Não há nenhum indício de algum ato que possa justificar qualquer denúncia contra a presidente da República
D. Damasceno, então presidente da CNBB, e cardeal arcebispo de Aparecida (SP), 12/03/2015
Existem normas, regras, para um pedido oficial de impeachment. Creio que não chegamos a esse nível
D. Leonardo, secretário geral da CNBB, 12/03/2015
"A Conferência Nacional dos Bispos do Brasil – CNBB, reunida em sua 53ª Assembleia Geral, em Aparecida-SP, no período de 15 a 24 de abril de 2015, avaliou, com apreensão, a realidade brasileira, marcada pela profunda e prolongada crise que ameaça as conquistas, a partir da Constituição Cidadã de 1988, e coloca em risco a ordem democrática do País." Palavras iniciais da Nota da CNBB Sobre o Momento Nacional, divulgada no encerramento da Assembleia.
Já mencionei que, como leigo, não tenho dever de acolhimento ou reverência às posições políticas dos senhores bispos. Nas democracias, a política é terreno de contraditórios, antagonismos, diversidade de opiniões. Quem assume posição política não pode, após ser imprudente, erguer o báculo cobrando dos fieis prudência e zelo pela autoridade religiosa que não soube preservar. A CNBB entrou no jogo e foi falar com Dilma. Espontaneamente, disse não ver motivo para impeachment. Certificou à mídia não existir "nenhum indício de algum ato" que possa justificar denúncia contra a presidente (uma certeza que não é compartilhada por muitos no mundo jurídico, por muitos mais no mundo político e por 63% dos brasileiros).
Tais afirmações podem e devem ser contestadas. O que as motiva pode e deve ser objeto de reflexão. Mormente se, no momento seguinte, a CNBB desencadeia campanha de apoio ao projeto de reforma política do PT.
Após tantas adesões, ora veladas ora explícitas à pauta petista, a questão que proponho à reflexão dos leitores, é a seguinte: quem ou o que estaria pondo em risco, na opinião da CNBB, a ordem democrática no Brasil?
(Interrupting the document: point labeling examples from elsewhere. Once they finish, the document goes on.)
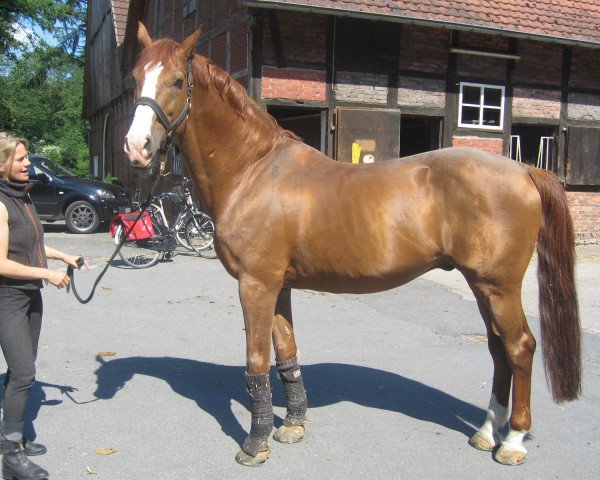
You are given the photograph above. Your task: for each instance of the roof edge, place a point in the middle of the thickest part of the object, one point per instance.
(338, 12)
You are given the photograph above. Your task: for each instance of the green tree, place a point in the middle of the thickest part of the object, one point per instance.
(41, 85)
(64, 20)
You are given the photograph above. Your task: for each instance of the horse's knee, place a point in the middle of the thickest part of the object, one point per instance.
(259, 389)
(520, 353)
(290, 375)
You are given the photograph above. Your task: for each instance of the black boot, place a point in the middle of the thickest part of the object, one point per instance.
(16, 465)
(32, 449)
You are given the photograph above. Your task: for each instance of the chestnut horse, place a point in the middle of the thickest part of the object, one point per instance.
(288, 217)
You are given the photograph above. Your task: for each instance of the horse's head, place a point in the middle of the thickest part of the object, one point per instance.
(163, 85)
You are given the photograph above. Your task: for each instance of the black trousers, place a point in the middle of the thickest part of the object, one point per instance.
(20, 325)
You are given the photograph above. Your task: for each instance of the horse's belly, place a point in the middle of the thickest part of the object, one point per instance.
(355, 280)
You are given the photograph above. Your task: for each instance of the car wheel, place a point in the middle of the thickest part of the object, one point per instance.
(82, 217)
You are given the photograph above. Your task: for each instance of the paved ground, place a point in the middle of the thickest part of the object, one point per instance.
(397, 381)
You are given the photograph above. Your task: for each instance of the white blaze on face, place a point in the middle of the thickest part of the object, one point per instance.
(139, 144)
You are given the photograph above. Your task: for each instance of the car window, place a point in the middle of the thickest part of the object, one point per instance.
(33, 170)
(55, 168)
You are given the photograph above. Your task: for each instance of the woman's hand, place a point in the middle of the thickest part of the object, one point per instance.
(76, 261)
(57, 278)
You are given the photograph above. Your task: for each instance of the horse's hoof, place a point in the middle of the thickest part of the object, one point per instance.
(481, 442)
(291, 434)
(507, 455)
(244, 459)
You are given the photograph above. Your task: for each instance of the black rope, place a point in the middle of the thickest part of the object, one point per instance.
(70, 270)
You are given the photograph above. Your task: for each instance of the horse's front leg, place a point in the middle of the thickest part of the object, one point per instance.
(258, 305)
(286, 357)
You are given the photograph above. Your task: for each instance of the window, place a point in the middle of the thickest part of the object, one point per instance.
(189, 6)
(481, 106)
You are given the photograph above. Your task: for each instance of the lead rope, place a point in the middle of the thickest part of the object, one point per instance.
(70, 270)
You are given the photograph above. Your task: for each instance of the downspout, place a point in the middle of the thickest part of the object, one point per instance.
(106, 115)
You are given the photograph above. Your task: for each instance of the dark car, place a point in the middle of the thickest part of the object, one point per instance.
(58, 194)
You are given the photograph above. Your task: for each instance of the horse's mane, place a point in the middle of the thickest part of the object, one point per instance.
(206, 73)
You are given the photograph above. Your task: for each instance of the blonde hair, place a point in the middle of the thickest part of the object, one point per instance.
(8, 145)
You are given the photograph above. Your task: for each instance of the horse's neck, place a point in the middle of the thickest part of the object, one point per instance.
(222, 147)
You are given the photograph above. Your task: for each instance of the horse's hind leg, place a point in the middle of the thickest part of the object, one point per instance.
(512, 346)
(286, 357)
(487, 438)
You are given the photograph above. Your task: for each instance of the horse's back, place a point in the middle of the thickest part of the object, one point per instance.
(343, 227)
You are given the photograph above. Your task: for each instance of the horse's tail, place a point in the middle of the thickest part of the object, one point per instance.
(559, 311)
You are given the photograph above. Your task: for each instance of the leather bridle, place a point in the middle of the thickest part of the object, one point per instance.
(162, 116)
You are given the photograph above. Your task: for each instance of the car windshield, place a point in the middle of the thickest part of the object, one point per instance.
(55, 168)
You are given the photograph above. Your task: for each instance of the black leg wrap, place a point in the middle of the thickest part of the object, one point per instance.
(289, 373)
(259, 388)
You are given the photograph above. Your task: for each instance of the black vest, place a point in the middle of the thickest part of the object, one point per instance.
(26, 234)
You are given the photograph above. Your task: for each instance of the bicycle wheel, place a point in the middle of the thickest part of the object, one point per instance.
(200, 234)
(134, 253)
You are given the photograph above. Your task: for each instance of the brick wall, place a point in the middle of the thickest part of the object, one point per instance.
(301, 40)
(421, 92)
(293, 83)
(361, 87)
(536, 103)
(584, 106)
(585, 209)
(493, 145)
(584, 68)
(540, 63)
(424, 49)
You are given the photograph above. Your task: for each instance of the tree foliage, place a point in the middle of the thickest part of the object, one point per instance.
(64, 20)
(41, 85)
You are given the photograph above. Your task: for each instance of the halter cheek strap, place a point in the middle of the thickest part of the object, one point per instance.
(162, 116)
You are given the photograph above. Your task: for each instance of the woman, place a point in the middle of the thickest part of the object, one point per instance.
(23, 270)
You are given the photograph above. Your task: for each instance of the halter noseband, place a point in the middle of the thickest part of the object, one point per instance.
(162, 116)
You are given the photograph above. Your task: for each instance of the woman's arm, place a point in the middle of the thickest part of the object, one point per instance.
(12, 269)
(65, 257)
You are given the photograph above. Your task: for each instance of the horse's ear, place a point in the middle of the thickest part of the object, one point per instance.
(188, 46)
(143, 35)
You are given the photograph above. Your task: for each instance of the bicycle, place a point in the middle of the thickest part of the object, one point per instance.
(197, 235)
(192, 229)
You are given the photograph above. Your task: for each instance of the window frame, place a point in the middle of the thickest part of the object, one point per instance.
(481, 106)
Formulo a pergunta porque essa conversa sinuosa, melíflua, esse dizer sem ter dito, esse verdadeiro arremedo de nota oficial, pode ser ofensivo se dirigido aos milhões de brasileiros que saíram às ruas pedindo impeachment e exigindo das instituições, civicamente, que cumpram seu dever. E é um primor de circunlóquio, em relação ao alvo para onde deveria apontar: a pessoa da presidente e seu envergonhado governo, enclausurado nas próprias trampolinagens contábeis, mentiras, irresponsabilidades, más companhias e péssimos exemplos, seus black blocs, os exércitos de Stédile, e os incendiários divisionismos de Lula. Afirmar, como D. Damasceno, que "os ânimos se exacerbaram durante a campanha política de 2014" e que "a tensão continua" é dar um torcicolo nos acontecimentos. É fazer coro ao PT quando denuncia um suposto "terceiro turno". É uma pirueta retórica sobre a tensão política que se instalou no país. A vítima, aqui, senhores, é a nação, indignada mas ordeira, que não precisaria estar passando pela crise moral, econômica, fiscal, política, de credibilidade e de inteligência com cujas consequências se defronta. Tudo sob um governo que terceirizou suas atividades essenciais porque não as sabe cumprir.